Sometimes referred to as ‘the decade that taste forgot’, the 1970s exploded with a clash of colours and patterns, mixing geometrics, blousy flowers, shaggy textures and psychedelia. In stark contrast to the sleek visual vocabulary of mid-century modern design, the expressive, unlimited aesthetic of the seventies gave great scope for creativity and individuality, and something of that rebellious spirit has endured in interior design to this day.
Avocado green, xanthic yellow, chartreuse, burnt orange and chocolate brown are all colours that are synonymous with retro style, each with their own part to play in modern interior schemes. Balance is important, so as not to overwhelm, but these are shades that you can really have some fun with.
With the appetite for pattern at an all-time high, wallpaper became hugely popular in the seventies. Recreating that bold, fearless look can require a little bravery, but with some of our fantastic heritage brands offering wallcoverings and fabrics that embrace 1970s style with a timeless twist, it’s never been easier to choose an out-there design.
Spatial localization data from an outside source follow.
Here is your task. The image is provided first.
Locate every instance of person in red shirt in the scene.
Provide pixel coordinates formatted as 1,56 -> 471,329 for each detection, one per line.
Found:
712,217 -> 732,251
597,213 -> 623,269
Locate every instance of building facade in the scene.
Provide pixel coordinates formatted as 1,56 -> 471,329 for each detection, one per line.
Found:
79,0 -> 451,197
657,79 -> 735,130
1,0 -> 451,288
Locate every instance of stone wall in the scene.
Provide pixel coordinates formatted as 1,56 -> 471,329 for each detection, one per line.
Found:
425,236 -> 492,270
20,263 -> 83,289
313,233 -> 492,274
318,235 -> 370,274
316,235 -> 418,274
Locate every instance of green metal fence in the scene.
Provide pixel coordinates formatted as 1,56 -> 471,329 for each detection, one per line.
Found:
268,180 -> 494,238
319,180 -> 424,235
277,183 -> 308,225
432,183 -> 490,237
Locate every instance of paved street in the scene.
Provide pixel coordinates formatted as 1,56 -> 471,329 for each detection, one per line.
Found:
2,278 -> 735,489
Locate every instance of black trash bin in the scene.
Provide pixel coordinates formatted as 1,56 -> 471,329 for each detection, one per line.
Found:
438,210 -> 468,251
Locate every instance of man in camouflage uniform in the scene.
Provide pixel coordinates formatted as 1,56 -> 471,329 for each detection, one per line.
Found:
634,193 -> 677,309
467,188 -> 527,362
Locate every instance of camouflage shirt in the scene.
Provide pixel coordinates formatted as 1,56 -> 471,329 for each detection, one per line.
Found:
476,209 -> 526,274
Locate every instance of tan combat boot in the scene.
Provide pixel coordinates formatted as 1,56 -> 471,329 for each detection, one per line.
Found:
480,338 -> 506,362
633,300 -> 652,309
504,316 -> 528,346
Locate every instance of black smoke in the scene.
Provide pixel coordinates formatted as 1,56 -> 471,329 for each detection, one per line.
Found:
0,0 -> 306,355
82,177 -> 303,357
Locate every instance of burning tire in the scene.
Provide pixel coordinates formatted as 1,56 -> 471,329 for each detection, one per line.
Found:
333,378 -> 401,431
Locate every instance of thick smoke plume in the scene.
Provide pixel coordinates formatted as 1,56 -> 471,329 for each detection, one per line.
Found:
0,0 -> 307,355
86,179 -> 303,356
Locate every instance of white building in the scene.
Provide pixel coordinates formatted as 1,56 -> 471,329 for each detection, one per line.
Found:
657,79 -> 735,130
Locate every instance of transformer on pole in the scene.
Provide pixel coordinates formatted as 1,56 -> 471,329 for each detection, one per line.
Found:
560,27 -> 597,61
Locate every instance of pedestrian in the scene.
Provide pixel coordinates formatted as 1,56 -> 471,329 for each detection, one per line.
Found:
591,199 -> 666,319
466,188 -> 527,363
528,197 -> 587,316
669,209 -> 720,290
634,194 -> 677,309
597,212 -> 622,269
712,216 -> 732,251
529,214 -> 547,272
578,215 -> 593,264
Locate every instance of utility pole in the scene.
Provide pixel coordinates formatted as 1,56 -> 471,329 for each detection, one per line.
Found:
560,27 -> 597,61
Osborne & Little’s Chrysler and Coltrane fabrics offer an opportunity to inject some seventies style into your home, perfect for cushions and upholstery, while Casamance’s flowing Safflower design comes in a gorgeous copper orange that’s hard to resist. Another fabric that will give an instant seventies vibe is corduroy, which you can find in our Ralph Lauren Signature West Village collection.
When it comes to your walls, there’s no end of possibilities – an angular pattern like Casamance’s Catwalk or Jacarau, a kaleidoscope motif like Abside (also Casamance), or the dreamy colour scheme of Mind The Gap’s leafy Jardin Del Sol, for instance.
Curating and balancing a seventies interior can be tricky, but it’s such a fun and freeing scheme to work with. Incorporate shag pile rugs for texture, choose vintage furniture and accessorise with risqué prints to really maximise the impact of your look, or stick to a few key 1970s elements while keeping the rest neutral – it really is up to you.